When you purchase a car on credit, you accept the risk that the vehicle can be repossessed. Typically, in these situations, the buyer pays some money at the time of the purchase and borrows the rest from a creditor (generally the car dealer or a bank). The buyer signs an agreement giving the creditor the right to take back the car if payments are not made.
Unless the agreement has a grace period that allows for making late payments, one late payment – by even one day – is considered a “default.” If a buyer “defaults,” the creditor can take back the car. The creditor does not have to tell the buyer he or she plans to repossess the car. The creditor is also allowed to take back the car without approval from a court as long as he or she does not “breach the peace.” “Breaching the peace” means engaging in actions that are “likely to produce violence.” If a creditor breaches the peace when repossessing a car, the buyer should ask the creditor to stop, and can call the police if he or she refuses to comply.

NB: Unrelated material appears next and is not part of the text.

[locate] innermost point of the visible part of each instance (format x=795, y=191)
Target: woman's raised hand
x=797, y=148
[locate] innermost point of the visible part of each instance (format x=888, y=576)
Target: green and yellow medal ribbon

Even if a creditor can legally repossess a car, certain rules must be followed. First, the creditor must send the buyer a letter within five business days of taking the car. The letter must explain why the car was repossessed and how much must be paid to get it back. If the creditor plans to sell the car, he or she must notify the buyer at least ten days before the sale. The notice must include the time and place of the sale. If the buyer had personal belongings in the car when it was taken, the buyer must be given access to the car to reclaim the belongings. Creditors are allowed to charge a “reasonable” fee for access to the car.
Buyers can negotiate payment terms. If a buyer anticipates being late on a payment, he or she should talk to the creditor right away. Some creditors may agree to allow one late payment. If the buyer and creditor reach an agreement about a late payment, the buyer should ask for this agreement in writing. The buyer should also keep detailed records of any contact with the creditor.